Dr. Angela Brintlinger Awarded the Title of Arts and Sciences Distinguished Professor!
Congratulations Dr. Angela Brintlinger on this astounding achievement! Thank you for your years of service and your continued dedication to the students, faculty, and all friends and colleagues of the Department.
See the letter of announcement and congratulations from Dr. Dan Collins below!
Dear Colleagues:
I am writing with great joy to announce that our chair, Angela Brintlinger, has been awarded the title of Arts and Sciences Distinguished Professor. This high distinction honors professors who have excelled in teaching, service, and research and whose work has demonstrated significant impact on their fields, students, college, university, and public.
Angela has earned an international reputation as an expert on Russian literature of the 18th–21st centuries. The depth and range of her scholarship are awe-inspiring. A prolific scholar, she has (at last count) three monographs (four, counting a Russian edition); two annotated translations; three coedited collections of articles; 44 journal articles; 49 book reviews, and numerous other publications and works in progress.

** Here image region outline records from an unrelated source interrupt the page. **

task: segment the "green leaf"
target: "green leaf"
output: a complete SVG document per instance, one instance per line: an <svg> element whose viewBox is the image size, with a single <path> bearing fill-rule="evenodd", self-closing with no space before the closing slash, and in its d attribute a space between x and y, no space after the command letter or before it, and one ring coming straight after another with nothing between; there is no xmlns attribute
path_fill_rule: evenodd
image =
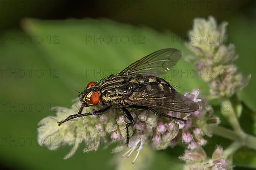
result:
<svg viewBox="0 0 256 170"><path fill-rule="evenodd" d="M55 36L58 43L44 42L38 45L52 67L59 68L65 75L64 82L80 90L88 82L117 73L154 51L167 48L186 51L183 42L173 40L177 37L173 34L161 34L148 28L108 20L27 19L22 25L28 34ZM175 72L167 74L171 83L180 87L182 92L206 89L201 81L191 77L189 71L192 67L193 64L181 60L174 68Z"/></svg>

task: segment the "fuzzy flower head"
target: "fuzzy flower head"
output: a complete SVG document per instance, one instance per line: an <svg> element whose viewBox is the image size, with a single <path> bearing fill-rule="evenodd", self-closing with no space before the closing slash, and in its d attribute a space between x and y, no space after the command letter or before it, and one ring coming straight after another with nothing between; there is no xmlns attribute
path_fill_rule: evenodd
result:
<svg viewBox="0 0 256 170"><path fill-rule="evenodd" d="M198 98L198 95L199 89L185 95L194 102L200 103L202 100ZM58 126L57 122L77 113L80 106L81 103L77 101L70 109L59 108L55 116L49 116L42 119L39 123L38 129L39 138L43 139L44 141L41 145L45 145L50 150L55 150L61 145L72 146L65 159L72 156L82 142L86 146L84 152L96 150L100 144L107 146L114 144L116 147L112 150L113 153L121 151L127 147L126 131L124 129L129 121L122 112L117 109L110 110L101 115L74 119ZM83 113L90 112L95 109L96 108L93 107L87 107ZM215 119L215 122L215 122L214 125L219 122L218 118L208 115L204 107L201 107L198 110L191 113L166 113L187 120L186 124L181 121L157 116L149 111L130 111L134 122L129 128L128 149L123 157L129 157L133 152L137 152L132 163L134 163L144 145L149 146L154 150L165 149L172 145L173 141L177 141L179 136L181 136L183 142L189 146L193 145L192 142L204 145L206 142L202 142L201 138L204 135L210 136L211 134L208 129L210 125L207 121L209 119ZM57 142L53 140L54 139L57 139Z"/></svg>
<svg viewBox="0 0 256 170"><path fill-rule="evenodd" d="M250 78L237 73L233 64L238 58L235 45L224 43L227 25L224 22L218 26L212 17L208 20L195 19L193 29L189 32L189 41L186 44L194 54L186 59L195 62L201 71L198 76L208 82L212 98L230 97L244 88ZM192 41L192 37L196 40Z"/></svg>
<svg viewBox="0 0 256 170"><path fill-rule="evenodd" d="M212 157L208 158L204 149L198 147L193 150L186 150L180 159L186 162L184 170L232 170L232 165L223 154L221 147L218 147Z"/></svg>

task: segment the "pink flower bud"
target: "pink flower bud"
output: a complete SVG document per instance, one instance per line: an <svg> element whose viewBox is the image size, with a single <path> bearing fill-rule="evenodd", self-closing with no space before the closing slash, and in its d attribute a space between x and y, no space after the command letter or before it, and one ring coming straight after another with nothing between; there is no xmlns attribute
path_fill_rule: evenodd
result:
<svg viewBox="0 0 256 170"><path fill-rule="evenodd" d="M139 130L142 130L144 129L144 125L143 123L139 122L138 123L136 123L134 126L134 128Z"/></svg>
<svg viewBox="0 0 256 170"><path fill-rule="evenodd" d="M192 136L189 130L186 129L183 129L181 135L182 141L186 143L189 143L192 139Z"/></svg>
<svg viewBox="0 0 256 170"><path fill-rule="evenodd" d="M95 128L97 130L100 132L102 130L103 127L101 124L98 123L95 125Z"/></svg>
<svg viewBox="0 0 256 170"><path fill-rule="evenodd" d="M111 137L112 139L119 139L120 138L120 134L117 131L115 131L111 134Z"/></svg>
<svg viewBox="0 0 256 170"><path fill-rule="evenodd" d="M158 132L163 133L166 130L166 128L163 123L161 121L159 121L157 122L157 129Z"/></svg>
<svg viewBox="0 0 256 170"><path fill-rule="evenodd" d="M125 119L124 118L124 116L118 116L117 119L116 119L116 122L117 123L117 124L118 125L122 125L125 123Z"/></svg>
<svg viewBox="0 0 256 170"><path fill-rule="evenodd" d="M141 121L145 121L147 119L147 114L145 112L143 112L140 114L138 117Z"/></svg>

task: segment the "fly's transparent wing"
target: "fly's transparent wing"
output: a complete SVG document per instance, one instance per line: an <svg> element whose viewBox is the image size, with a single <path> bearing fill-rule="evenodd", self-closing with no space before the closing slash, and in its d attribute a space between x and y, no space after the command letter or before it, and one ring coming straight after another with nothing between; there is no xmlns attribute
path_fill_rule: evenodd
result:
<svg viewBox="0 0 256 170"><path fill-rule="evenodd" d="M198 105L170 87L159 84L145 85L135 90L128 99L132 105L140 105L176 112L197 110Z"/></svg>
<svg viewBox="0 0 256 170"><path fill-rule="evenodd" d="M154 52L131 64L117 76L140 74L158 76L166 74L181 57L177 49L166 48Z"/></svg>

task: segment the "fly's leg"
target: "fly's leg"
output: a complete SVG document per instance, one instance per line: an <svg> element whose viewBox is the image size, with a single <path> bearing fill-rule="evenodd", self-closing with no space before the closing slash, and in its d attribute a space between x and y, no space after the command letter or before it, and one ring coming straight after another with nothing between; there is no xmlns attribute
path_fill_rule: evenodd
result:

She has given public lectures in Moscow, Warsaw, Helsinki, Rome, Belgrade, and numerous U.S. institutions, as well as a whole host of conference presentations. She has been honored with the A. S. Pushkin Medal “To the Advocate of Education” by the Academy of Russian Literature in Moscow and has served as Fulbright Distinguished Chair of East European Studies and scholar-in-residence of the Collegium Artes Liberales of Warsaw University.
Angela has been, for many years, a mainstay of the department’s curriculum at all levels. Her evaluations show her to be an excellent teacher, and our students place a high value on her rigorous and yet compassionate advising.
Angela has a long and substantial record of service to the Department, the University, the profession, and local communities. Her leadership in the department began as a third-year assistant professor, when she became Chair of the Undergraduate Studies Committee and Director of Undergraduate Studies. Over the years, she has been USC Chair for four terms, GSC Chair for six terms, and has led search committees and a departmental self-study. She continues to be Director of the Center for Slavic, East European, and Eurasian Studies. In the College, Graduate School, and University, she has served on numerous committees and task forces, including, the Ohio State Humanities Institute Working Group on the Future of the University, the Career Services Task Force, the ASC Curriculum Committee, the Fulbright Committee, and the Arts and Sciences Senate.
Angela has made significant contribution to the field at large. She has organized conferences, panels, workshops, and roundtables, and has served as discussants for numerous panels at national and international conferences. She has been an elected officer in the North American Pushkin Society (president); Association for Women in Slavic Studies (executive board); and American Association of Teachers of Slavic and East European Languages (vice-president). She received a U.S. Department of State Grant to establish the Serbian Educational Alliance (SEA) with University of Belgrade.
Angela has been generous and public in creating educational opportunities for local communities. She designed and implemented a lecture series “Local Knowledge,” with grants from the Ohio Humanities Council and the Yellow Springs Community Foundation). For many years, she has been deeply engaged with her local community—organizing educational opportunities, leading book groups, giving talks in high schools, and blogging. Indeed, it was a talk in a local high school that planted the seed for her most recent book, Why We (Still) Need Russian Literature.
Angela is an extraordinary and magnanimous scholar, teacher, and public servant. It is a privilege to have her as a colleague, and I congratulate her with all my heart on being named Arts and Sciences Distinguished Professor.